So my problem is that I have sales data from, say for the sake of clarity, 3 different products. I will be selling 10 of these a week and I want to visualize them in a cumulative sum. I have been using the following little snippet to get the cumulative sum of the revenue.
SUM(revenue) OVER (PARTITION BY purchase_date, product ORDER BY day) AS cumulative_revenue
However, this is not sufficient since I have the product
in the window function. It works only as long as I have sales data on every single day of the week for each product. If I sell product_1 four pieces a week, the result from the query will show cumulative revenue only from those days. So this means that if I have all sales of that product on Monday to Wednesday, the rest of the week won’t have them listed in the output. This causes problems if I try to visualize the data by stacking the results as the rest of the week will have lower cumulative revenue that the beginning of the week.

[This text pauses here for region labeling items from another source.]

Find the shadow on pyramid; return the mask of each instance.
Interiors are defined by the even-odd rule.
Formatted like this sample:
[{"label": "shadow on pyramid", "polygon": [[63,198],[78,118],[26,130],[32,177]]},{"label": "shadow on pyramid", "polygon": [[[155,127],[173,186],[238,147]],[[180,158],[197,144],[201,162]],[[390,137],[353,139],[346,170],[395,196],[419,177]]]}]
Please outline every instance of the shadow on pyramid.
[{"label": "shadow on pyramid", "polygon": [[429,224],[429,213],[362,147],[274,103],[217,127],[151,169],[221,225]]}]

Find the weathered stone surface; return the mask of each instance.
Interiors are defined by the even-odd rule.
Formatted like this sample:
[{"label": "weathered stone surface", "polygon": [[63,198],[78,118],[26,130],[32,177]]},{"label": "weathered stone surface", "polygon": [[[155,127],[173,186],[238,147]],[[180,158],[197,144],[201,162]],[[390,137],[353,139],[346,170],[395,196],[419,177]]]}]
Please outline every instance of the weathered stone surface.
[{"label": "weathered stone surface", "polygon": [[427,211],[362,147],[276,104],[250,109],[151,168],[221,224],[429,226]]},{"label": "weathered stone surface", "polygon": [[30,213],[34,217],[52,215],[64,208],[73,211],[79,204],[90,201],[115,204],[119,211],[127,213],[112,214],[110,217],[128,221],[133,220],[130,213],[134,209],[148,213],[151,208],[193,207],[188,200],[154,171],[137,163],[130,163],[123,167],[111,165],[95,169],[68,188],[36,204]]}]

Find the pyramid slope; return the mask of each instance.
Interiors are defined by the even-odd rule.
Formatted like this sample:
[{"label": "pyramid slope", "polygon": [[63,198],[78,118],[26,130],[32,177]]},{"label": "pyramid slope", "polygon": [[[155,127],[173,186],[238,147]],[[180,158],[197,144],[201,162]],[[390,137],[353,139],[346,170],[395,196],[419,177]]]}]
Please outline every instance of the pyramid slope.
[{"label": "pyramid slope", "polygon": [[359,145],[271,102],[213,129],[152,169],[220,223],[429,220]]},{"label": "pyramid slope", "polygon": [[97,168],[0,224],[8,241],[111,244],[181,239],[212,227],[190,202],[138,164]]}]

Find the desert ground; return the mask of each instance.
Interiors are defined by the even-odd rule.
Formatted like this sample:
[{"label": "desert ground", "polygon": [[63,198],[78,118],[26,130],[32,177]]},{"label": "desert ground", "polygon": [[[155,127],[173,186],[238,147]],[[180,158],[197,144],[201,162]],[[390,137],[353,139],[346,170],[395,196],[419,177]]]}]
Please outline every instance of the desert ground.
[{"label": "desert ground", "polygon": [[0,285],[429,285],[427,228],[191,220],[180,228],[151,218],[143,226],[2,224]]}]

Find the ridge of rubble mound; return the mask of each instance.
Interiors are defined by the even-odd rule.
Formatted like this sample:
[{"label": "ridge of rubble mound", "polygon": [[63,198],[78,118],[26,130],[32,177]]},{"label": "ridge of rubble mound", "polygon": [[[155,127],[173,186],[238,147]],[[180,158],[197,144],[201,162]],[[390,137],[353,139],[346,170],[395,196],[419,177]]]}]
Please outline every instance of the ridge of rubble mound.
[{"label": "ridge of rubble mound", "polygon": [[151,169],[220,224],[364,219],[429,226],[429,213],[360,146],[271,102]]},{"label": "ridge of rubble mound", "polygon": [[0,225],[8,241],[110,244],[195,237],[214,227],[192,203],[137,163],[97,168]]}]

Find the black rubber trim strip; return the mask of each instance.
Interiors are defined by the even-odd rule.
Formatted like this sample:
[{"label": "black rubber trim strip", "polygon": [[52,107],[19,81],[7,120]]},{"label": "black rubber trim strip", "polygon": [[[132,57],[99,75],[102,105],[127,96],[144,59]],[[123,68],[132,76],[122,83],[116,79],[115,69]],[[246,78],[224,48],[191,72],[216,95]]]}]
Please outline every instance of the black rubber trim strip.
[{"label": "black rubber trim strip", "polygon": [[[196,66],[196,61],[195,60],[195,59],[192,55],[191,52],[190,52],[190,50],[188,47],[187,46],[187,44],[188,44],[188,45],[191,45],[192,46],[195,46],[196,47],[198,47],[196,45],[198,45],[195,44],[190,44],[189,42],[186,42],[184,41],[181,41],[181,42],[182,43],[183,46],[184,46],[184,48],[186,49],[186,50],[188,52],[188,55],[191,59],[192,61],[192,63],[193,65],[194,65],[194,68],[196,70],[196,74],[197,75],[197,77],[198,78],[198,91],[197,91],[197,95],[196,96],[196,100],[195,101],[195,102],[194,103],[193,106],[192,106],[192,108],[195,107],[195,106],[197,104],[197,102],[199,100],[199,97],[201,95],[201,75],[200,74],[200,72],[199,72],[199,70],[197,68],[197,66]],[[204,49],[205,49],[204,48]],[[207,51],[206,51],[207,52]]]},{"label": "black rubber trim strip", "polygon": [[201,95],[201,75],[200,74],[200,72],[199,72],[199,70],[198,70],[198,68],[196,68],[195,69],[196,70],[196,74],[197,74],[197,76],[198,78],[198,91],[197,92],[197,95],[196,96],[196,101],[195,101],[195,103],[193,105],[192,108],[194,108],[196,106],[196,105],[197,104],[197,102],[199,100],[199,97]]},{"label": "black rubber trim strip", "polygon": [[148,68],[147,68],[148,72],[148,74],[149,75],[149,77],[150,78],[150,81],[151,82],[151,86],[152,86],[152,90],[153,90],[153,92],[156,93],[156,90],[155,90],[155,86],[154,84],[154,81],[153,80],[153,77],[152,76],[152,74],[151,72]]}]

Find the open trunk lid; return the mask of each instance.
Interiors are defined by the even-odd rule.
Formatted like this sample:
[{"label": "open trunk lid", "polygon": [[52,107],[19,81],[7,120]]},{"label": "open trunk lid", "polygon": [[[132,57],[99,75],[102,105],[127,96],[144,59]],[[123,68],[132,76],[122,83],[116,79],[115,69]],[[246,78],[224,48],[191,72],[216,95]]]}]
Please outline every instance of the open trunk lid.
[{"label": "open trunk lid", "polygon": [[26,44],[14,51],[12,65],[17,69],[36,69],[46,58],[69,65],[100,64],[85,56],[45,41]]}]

So what I want is to get it to show 0 on revenue for all products on all days of the week. I can of course do this with some cross join magic, but it is sloooow since I have quite a lot of rows, so is there a way to do it with a window function?

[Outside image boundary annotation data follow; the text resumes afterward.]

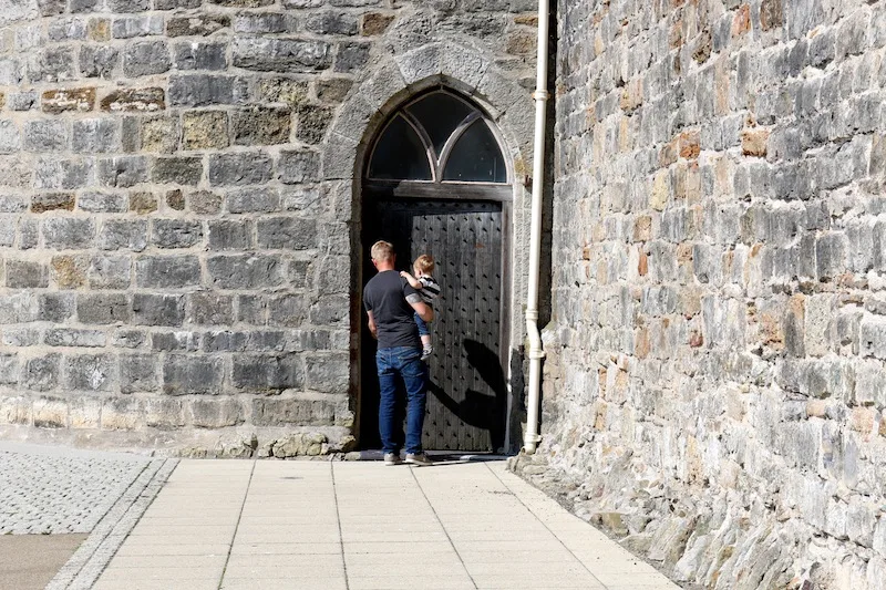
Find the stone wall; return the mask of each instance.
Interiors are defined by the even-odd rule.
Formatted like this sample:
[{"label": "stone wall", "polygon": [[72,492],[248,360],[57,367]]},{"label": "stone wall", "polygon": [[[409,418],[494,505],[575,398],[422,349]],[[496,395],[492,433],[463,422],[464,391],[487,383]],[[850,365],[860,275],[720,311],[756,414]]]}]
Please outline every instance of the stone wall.
[{"label": "stone wall", "polygon": [[559,13],[518,467],[687,586],[886,588],[886,4]]},{"label": "stone wall", "polygon": [[451,79],[522,158],[527,10],[0,0],[0,436],[351,448],[365,142]]}]

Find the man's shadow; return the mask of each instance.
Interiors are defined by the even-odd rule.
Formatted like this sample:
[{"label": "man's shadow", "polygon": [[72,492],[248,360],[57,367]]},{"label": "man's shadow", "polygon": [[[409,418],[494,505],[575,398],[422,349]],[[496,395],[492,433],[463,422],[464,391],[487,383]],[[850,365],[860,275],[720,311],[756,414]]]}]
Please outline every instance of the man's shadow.
[{"label": "man's shadow", "polygon": [[485,344],[472,339],[463,340],[467,362],[486,383],[492,395],[467,389],[464,398],[456,401],[434,382],[429,382],[429,391],[455,416],[465,424],[487,429],[493,451],[505,445],[505,412],[507,408],[507,380],[502,370],[498,355]]}]

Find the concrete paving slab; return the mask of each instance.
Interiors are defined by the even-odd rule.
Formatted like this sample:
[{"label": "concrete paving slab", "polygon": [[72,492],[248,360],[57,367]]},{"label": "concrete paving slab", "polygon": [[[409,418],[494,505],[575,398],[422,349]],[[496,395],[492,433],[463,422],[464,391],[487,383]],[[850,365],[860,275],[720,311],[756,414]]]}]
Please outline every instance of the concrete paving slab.
[{"label": "concrete paving slab", "polygon": [[86,537],[0,535],[0,589],[42,590]]},{"label": "concrete paving slab", "polygon": [[[179,468],[174,480],[188,484],[156,498],[102,584],[173,579],[161,570],[187,571],[175,579],[188,588],[216,576],[215,588],[234,590],[604,590],[635,579],[638,589],[677,588],[504,462],[418,469],[185,460]],[[231,474],[241,485],[224,484]],[[416,555],[420,566],[406,557]]]}]

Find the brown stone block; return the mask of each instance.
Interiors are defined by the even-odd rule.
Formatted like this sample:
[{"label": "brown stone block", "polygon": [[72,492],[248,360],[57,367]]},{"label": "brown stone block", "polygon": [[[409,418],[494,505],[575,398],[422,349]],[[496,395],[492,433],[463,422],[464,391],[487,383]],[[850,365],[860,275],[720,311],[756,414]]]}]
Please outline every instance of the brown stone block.
[{"label": "brown stone block", "polygon": [[374,37],[388,30],[393,22],[393,14],[382,14],[381,12],[370,12],[360,19],[360,34],[363,37]]},{"label": "brown stone block", "polygon": [[166,193],[166,205],[176,211],[185,210],[185,196],[182,194],[181,188]]},{"label": "brown stone block", "polygon": [[652,239],[652,218],[642,215],[633,220],[633,241],[649,241]]},{"label": "brown stone block", "polygon": [[94,106],[95,89],[48,90],[43,93],[43,112],[52,115],[69,111],[85,113]]},{"label": "brown stone block", "polygon": [[38,428],[64,428],[68,426],[68,404],[59,400],[34,400],[33,420]]},{"label": "brown stone block", "polygon": [[138,215],[147,215],[157,210],[157,197],[151,193],[133,193],[130,195],[130,210]]},{"label": "brown stone block", "polygon": [[751,7],[742,4],[732,17],[732,38],[741,37],[751,30]]},{"label": "brown stone block", "polygon": [[224,111],[185,113],[182,126],[184,149],[216,149],[230,144],[228,115]]},{"label": "brown stone block", "polygon": [[101,104],[102,111],[114,113],[151,113],[166,108],[166,95],[163,89],[125,89],[112,92]]},{"label": "brown stone block", "polygon": [[777,29],[784,24],[782,0],[763,0],[760,2],[760,27],[764,31]]},{"label": "brown stone block", "polygon": [[537,39],[535,31],[515,31],[507,37],[505,51],[512,55],[529,55],[535,52]]},{"label": "brown stone block", "polygon": [[741,132],[741,153],[751,157],[766,157],[769,130],[744,130]]},{"label": "brown stone block", "polygon": [[701,153],[701,133],[698,130],[680,134],[680,157],[696,159]]},{"label": "brown stone block", "polygon": [[86,284],[90,260],[85,256],[53,256],[51,268],[59,289],[79,289]]},{"label": "brown stone block", "polygon": [[43,193],[31,197],[31,213],[73,211],[75,201],[73,193]]},{"label": "brown stone block", "polygon": [[110,41],[111,40],[111,20],[110,19],[90,19],[86,27],[86,34],[91,41]]},{"label": "brown stone block", "polygon": [[522,24],[524,27],[538,28],[538,14],[530,12],[527,14],[517,14],[514,17],[514,24]]}]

My data looks a bit like this
12/12/2020 | pr_1 | a | 100.0
12/12/2020 | pr_2 | b | 200.0
13/12/2020 | pr_1 | d | 100.0
14/12/2020 | pr_1 | t | 100.0
You can generate a row for all product/date combinations by using a cross join
and then a left join
. I suspect you want something like this:
select p.product, d.purchase_date,
sum(t.revenue) as revenue_on_date,
sum(sum(t.revenue)) over (partition by product order by d.purchase_date) as cumulative_revenue
from (select distinct product from t) p cross join
(select distinct purchase_date from t) d left join
on p.product = t.product and
d.purchase_date = t.purchase_date
group by p.product, p.purchase_date;
Note: This assumes that there is at least one purchase on each day. Otherwise, you might need another source for all dates in the range you care about.